Originally asked on the main feed of Rezli.com.

That’s a very broad question that could have many different answers depending on what type of answer you were looking for. The easy answer would be this. So you want to be a retro gamer? Do you own games right now? If so, hold on to them, and in fifteen years you too will be in the hobby of playing retro games!

Super Mario Bros. 3 had just come out when I was in kindergarten and blew me away. Then about a year later, my mom read a newspaper article to me, telling me they were coming out with a new Nintendo console called the Super Nintendo. At six years old, I wasn’t too sure about this. Why would they need a different console? The old one was already a lot of fun, and the new one couldn’t play the original Nintendo’s games! I carefully glanced at the picture of the Super Nintendo in the paper, perhaps almost frightened it might suck away any fun I had already had with the original Nintendo. Boy did that picture of the Super Nintendo look good though. I really wanted one.
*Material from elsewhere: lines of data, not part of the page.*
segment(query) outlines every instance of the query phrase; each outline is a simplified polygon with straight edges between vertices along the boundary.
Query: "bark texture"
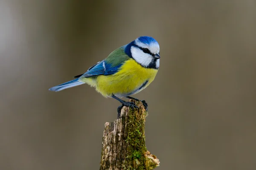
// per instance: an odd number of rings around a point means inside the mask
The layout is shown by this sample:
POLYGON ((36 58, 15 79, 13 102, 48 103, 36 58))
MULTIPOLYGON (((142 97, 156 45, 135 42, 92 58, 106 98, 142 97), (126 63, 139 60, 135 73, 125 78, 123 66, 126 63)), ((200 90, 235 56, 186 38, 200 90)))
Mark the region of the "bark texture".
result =
POLYGON ((124 107, 120 119, 105 124, 101 170, 152 170, 159 166, 159 159, 147 150, 145 144, 147 112, 141 102, 130 101, 139 110, 124 107))

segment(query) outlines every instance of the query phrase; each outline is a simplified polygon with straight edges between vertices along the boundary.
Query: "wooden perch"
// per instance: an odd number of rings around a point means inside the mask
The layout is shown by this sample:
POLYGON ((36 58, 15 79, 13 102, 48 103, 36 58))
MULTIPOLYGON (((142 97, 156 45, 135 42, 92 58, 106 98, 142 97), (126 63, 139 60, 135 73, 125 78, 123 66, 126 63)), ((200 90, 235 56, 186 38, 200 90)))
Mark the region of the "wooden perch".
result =
POLYGON ((147 113, 142 102, 135 102, 139 110, 124 107, 120 119, 105 123, 100 170, 152 170, 159 166, 159 160, 145 144, 147 113))

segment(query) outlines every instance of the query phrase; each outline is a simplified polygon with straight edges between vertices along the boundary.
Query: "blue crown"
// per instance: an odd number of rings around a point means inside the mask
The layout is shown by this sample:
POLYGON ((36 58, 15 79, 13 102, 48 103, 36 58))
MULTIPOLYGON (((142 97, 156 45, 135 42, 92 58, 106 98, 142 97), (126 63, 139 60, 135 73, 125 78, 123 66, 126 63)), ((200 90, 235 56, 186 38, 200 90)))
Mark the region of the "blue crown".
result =
POLYGON ((148 36, 142 36, 138 38, 138 40, 141 42, 144 43, 145 44, 149 45, 152 43, 157 43, 157 42, 156 40, 151 37, 148 36))

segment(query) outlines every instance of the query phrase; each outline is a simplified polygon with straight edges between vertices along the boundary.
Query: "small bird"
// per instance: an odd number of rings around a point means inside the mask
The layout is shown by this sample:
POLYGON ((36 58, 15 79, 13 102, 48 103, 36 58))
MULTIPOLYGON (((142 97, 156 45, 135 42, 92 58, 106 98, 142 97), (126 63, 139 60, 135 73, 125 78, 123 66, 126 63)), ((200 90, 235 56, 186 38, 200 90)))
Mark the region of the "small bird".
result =
POLYGON ((117 48, 108 57, 89 68, 85 73, 75 76, 73 80, 52 87, 58 91, 84 83, 96 88, 106 97, 112 97, 122 104, 117 109, 118 117, 124 106, 138 108, 135 103, 120 99, 130 96, 146 88, 154 79, 159 68, 159 45, 153 38, 140 37, 129 44, 117 48))

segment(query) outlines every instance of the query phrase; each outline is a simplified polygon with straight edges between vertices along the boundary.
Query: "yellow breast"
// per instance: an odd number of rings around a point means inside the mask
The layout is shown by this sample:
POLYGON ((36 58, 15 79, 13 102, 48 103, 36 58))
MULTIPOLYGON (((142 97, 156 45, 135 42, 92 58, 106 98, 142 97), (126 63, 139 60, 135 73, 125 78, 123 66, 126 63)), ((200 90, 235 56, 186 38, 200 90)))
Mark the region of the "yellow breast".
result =
POLYGON ((126 61, 117 73, 99 76, 91 85, 95 86, 96 90, 105 97, 111 96, 112 94, 124 96, 137 93, 145 88, 154 80, 157 71, 144 68, 131 59, 126 61))

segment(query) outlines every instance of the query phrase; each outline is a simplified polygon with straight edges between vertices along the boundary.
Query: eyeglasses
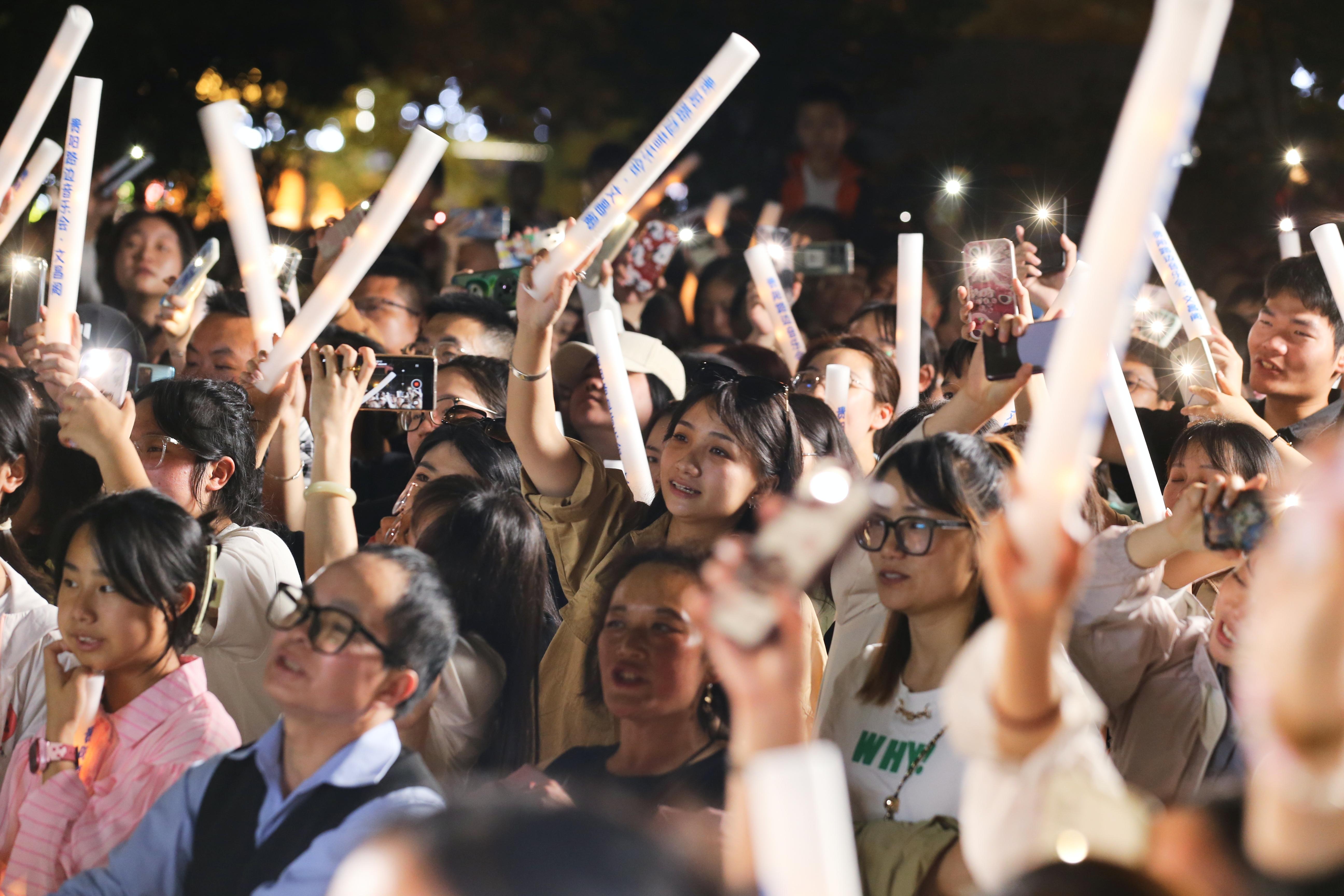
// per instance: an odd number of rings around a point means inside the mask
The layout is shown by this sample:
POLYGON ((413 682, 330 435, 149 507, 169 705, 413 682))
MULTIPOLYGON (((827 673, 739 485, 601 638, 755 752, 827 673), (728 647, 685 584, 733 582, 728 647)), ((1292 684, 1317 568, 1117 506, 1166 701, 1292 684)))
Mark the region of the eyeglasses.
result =
MULTIPOLYGON (((792 388, 794 392, 801 392, 804 395, 816 395, 818 391, 824 392, 827 388, 827 375, 823 371, 802 371, 793 377, 792 388)), ((849 377, 849 388, 863 390, 864 392, 872 392, 872 387, 860 383, 852 376, 849 377)))
POLYGON ((140 463, 144 465, 146 470, 157 470, 163 466, 164 458, 168 455, 169 445, 181 447, 181 442, 169 435, 151 435, 144 442, 130 439, 130 447, 136 449, 136 454, 140 455, 140 463))
POLYGON ((887 536, 896 533, 896 548, 909 556, 922 557, 933 549, 934 529, 969 529, 965 520, 933 520, 926 516, 903 516, 899 520, 874 516, 859 529, 855 539, 864 551, 876 553, 887 543, 887 536))
POLYGON ((308 642, 313 645, 313 650, 328 656, 340 653, 356 634, 360 634, 378 647, 383 654, 383 662, 395 665, 391 661, 391 649, 360 625, 359 619, 340 607, 314 604, 312 586, 297 587, 281 582, 266 606, 266 622, 280 631, 293 631, 306 622, 308 642))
When it came out, my friend Janet was the first one I knew to get one. Super Mario World was all I hoped it would be. Another friend of mine soon got a Sega Genesis, and I went over to his house and played Sonic the Hedgehog whenever I could. My family was an Atari household, and if you know the history of Atari, you probably know how rough that could be. The Atari ST by specs blew the NES, SNES, and Genesis all out of the water, and the Atari XE was on par with the NES for 8-bit performance. The games were really good too, but it was hard to convince anyone of that in the lunchroom at school. The only time I won anyone to my side was when they came over and played for themselves. I think my parents had a philosophy that if a game system didn’t have a computer keyboard, then it was probably going to rot my brain out.
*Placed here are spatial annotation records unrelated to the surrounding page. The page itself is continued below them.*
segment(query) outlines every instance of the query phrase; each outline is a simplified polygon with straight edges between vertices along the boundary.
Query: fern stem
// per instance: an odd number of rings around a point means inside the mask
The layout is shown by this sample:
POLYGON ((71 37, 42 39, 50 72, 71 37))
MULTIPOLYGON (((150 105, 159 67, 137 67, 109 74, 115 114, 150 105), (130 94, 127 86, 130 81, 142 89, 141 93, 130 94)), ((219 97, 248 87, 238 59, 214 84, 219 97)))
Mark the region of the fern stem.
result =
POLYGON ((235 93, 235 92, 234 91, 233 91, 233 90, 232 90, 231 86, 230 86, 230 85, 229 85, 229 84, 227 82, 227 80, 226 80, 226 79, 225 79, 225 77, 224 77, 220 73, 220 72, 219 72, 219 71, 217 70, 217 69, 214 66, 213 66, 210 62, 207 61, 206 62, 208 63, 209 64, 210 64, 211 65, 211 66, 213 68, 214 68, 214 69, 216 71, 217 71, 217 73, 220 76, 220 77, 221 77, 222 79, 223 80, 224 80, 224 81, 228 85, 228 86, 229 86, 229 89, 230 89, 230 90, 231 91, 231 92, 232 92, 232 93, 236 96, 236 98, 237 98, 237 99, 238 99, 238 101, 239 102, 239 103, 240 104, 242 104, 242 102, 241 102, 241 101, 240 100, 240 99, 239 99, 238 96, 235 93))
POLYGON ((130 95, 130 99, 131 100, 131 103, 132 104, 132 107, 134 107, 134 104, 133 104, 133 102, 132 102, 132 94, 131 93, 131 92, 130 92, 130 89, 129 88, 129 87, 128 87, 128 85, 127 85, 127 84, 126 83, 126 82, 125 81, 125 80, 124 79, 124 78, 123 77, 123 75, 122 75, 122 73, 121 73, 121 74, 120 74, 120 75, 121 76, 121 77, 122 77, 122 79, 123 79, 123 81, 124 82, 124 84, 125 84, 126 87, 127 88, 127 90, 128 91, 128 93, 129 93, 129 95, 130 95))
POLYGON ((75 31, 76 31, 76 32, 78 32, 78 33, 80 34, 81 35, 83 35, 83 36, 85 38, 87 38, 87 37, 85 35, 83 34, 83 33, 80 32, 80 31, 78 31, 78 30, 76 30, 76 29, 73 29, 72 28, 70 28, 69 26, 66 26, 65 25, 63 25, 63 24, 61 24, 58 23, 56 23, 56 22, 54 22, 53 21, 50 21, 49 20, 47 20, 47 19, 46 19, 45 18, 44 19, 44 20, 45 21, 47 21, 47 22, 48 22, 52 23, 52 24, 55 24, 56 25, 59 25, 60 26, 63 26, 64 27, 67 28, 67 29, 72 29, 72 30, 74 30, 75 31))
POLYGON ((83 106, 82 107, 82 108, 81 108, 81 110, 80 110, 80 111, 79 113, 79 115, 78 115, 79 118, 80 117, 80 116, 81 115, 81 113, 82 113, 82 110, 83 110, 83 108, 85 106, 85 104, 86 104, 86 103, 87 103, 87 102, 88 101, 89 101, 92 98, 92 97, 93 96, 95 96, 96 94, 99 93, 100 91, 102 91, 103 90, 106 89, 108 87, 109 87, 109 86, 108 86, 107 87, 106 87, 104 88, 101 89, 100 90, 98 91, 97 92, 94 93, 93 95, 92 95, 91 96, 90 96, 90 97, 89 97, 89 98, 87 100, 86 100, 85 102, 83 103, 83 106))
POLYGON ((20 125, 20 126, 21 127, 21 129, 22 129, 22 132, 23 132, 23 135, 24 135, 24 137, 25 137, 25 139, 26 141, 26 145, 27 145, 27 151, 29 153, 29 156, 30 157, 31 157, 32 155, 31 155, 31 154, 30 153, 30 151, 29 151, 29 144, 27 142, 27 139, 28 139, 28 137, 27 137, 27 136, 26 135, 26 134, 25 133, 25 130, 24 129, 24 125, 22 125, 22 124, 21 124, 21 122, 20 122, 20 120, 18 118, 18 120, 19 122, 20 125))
The point is all of these game consoles and more through the coming decade, N64, Playstation, Saturn, Dreamcast, Gamecube, etc., were all new when I first enjoyed them. As a collector I have obtained and maintained, continually adding to my gaming collection from a small number of games into the size it is today. I don’t see myself so much as a retro gamer as simply a gamer. While I do tend to collect for systems a generation behind the one that is most current, that is because collecting for older systems tends to be cheaper. I love games of all kinds, and it’s been my working theory that buying five games for a last generation system instead of one game for the current generation system is a better deal.
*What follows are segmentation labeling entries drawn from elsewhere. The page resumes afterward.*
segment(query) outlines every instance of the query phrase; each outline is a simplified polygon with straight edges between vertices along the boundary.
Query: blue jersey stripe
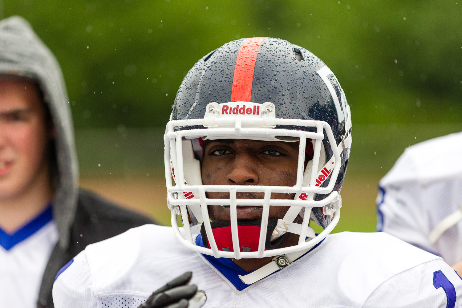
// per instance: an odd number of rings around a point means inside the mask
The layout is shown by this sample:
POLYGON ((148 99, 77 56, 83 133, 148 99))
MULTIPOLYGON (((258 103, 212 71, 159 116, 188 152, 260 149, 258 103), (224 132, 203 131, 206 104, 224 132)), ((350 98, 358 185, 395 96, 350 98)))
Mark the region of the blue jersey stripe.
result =
MULTIPOLYGON (((303 255, 305 255, 305 254, 308 254, 317 247, 325 239, 323 239, 322 241, 315 245, 311 249, 304 254, 303 255)), ((202 236, 200 234, 196 238, 196 245, 201 247, 204 247, 204 244, 202 242, 202 236)), ((202 254, 202 255, 204 256, 206 260, 210 262, 212 266, 217 269, 224 276, 226 277, 226 279, 232 284, 239 291, 242 291, 250 285, 250 284, 246 284, 243 282, 241 278, 239 278, 239 275, 244 276, 251 273, 253 271, 246 272, 235 264, 231 259, 227 258, 217 258, 213 256, 210 256, 208 254, 202 254)), ((303 256, 302 256, 302 257, 303 256)), ((300 257, 300 258, 302 257, 300 257)), ((277 272, 279 272, 279 271, 277 272)))
POLYGON ((58 272, 58 273, 56 274, 56 277, 55 277, 55 281, 56 281, 56 279, 58 279, 58 276, 59 276, 60 275, 61 275, 61 273, 62 273, 62 272, 64 272, 64 271, 66 271, 66 269, 68 267, 69 267, 69 266, 70 266, 70 265, 71 264, 72 264, 72 263, 73 262, 74 262, 74 258, 73 258, 72 259, 71 259, 70 261, 69 261, 67 263, 66 263, 66 265, 65 265, 64 266, 63 266, 61 268, 61 269, 58 272))
POLYGON ((0 246, 6 250, 9 250, 15 245, 40 230, 53 219, 51 203, 50 203, 43 212, 13 234, 8 234, 0 229, 0 246))

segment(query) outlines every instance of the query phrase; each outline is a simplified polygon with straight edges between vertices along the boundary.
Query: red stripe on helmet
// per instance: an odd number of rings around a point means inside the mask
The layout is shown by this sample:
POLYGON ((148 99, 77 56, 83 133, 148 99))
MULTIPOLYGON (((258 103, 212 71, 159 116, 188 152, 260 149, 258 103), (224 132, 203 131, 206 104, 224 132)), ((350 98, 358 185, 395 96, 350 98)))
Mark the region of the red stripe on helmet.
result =
POLYGON ((250 101, 255 61, 258 49, 266 38, 266 36, 249 37, 242 42, 234 66, 232 90, 231 91, 231 102, 250 101))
If there is a tip I could give retro gamers for how I collect, it would be that one. I walked away from a bunch of $50+ NESs because I didn’t want to spend the money on one. I found one that didn’t work at a flea market for $10 with a copy of Wheel of Fortune inside. All it took was some cleaning and jiggling connectors and I was playing the first Nintendo game I ever owned in no time.

Once you start collecting and people see that you’re serious about gaming and taking care of your games, they’ll start helping you find things you’re looking for. I’m a member of a few closed game swaps on Facebook, and I have had several retro game dealers cut me deals on games knowing I’m going to go home and play the game for keeps instead of reselling them for a quick buck.

I hope this answers your question. Feel free to expound on the original question or ask me anything else you might like to know.